PHOTO: Lockheed Martin
Is this the future of energy? Lockheed Martin's Compact Fusion Reactor packs the power of the sun into a truck-sized device.

A Return to the Atomic Age

Oct. 15, 2014
Lockheed Martin has released details on a pint-sized fusion reactor that could one day power just about everything.

So far, the efforts to feed our seemingly insatiable appetite for energy have all been massive operations – windmill farms towering across the countryside, solar arrays the size of football fields, nuclear and coal plants lurking at cities' edges.

But a new project coming out of the Skunk Works team at Lockheed Martin (IW 500/30) is taking a different approach.
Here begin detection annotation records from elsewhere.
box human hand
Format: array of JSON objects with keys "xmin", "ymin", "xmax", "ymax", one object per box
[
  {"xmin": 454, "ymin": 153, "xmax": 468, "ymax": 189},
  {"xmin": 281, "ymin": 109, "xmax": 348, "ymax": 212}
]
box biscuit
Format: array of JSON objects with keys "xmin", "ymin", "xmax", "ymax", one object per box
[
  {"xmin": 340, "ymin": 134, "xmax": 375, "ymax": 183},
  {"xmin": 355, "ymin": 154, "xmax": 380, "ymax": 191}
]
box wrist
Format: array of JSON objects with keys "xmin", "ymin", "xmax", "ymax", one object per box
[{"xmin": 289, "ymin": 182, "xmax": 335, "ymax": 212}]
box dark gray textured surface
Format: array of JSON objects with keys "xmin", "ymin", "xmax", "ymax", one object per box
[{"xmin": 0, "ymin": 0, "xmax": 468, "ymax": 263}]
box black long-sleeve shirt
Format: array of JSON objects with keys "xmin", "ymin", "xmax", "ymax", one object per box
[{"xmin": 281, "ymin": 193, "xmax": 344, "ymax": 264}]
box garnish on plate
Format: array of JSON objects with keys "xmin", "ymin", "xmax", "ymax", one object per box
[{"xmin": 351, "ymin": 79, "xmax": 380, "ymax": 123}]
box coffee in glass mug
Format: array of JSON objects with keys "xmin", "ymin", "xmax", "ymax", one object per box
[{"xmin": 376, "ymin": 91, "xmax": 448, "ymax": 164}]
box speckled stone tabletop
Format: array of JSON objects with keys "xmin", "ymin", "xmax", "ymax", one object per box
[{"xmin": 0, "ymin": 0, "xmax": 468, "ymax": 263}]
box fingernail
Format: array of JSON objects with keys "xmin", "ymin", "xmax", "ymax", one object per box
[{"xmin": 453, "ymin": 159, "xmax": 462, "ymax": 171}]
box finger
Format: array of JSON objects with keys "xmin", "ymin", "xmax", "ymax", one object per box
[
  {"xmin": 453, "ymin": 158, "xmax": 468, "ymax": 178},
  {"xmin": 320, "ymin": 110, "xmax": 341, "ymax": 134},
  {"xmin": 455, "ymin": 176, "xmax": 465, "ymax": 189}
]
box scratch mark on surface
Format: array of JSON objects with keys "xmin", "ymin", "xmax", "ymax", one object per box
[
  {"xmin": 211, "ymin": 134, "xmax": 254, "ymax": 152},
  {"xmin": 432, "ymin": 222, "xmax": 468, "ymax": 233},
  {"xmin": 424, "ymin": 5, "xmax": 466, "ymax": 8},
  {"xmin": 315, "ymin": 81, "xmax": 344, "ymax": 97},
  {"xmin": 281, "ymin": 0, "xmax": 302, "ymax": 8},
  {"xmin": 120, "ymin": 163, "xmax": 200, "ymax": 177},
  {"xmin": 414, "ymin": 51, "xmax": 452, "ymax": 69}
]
A radically different approach.

Today, the team announced progress made on a compact fusion reactor (CFR) that packs the same power capacity of those large-scale systems into a device small enough to fit on the back of truck.

Potential applications for the device are endless – from interplanetary spacecraft and city power stations to nuclear-powered aircraft that can fly practically forever without refueling.

If it works out, it could basically answer all of our global power needs and effectively end our dependence on fossil fuels. It has already been called the "holy grail" energy breakthrough we've been waiting for.

Those are all big claims, of course, but after 60 years of work, this project is suddenly starting to seem like a pretty big deal.

CFR Details

Basically, the CFR is straight out of a comic book villain's lab.

It uses a system of high-powered electromagnets to hold together a mass of plasma reaching millions of degrees, roiling at the heart of the device.

There, superheated deuterium (produced from sea water) and tritium (derived from simple lithium) fuse together, producing energy 100 times more powerful than chemical reactions and three-to-four times stronger than the fusion reactions that drive our current nuclear power facilities.

It is basically a pint-sized steel sun that (once completed) will be ready to power our cities, power our ships and planes, charge our cars and light our homes.

Source: Lockheed Martin

The fuel is said to be effectively inexhaustible and its waste deemed safe after just 100 years (a heartbeat compared to what fission reactors throw off).

A viable prototype of the CFR is still about five years away, Lockheed researchers say, and the devices are still probably a decade from actual deployment.

But with the technological breakthrough this project represents, that timeline seems almost frighteningly fast.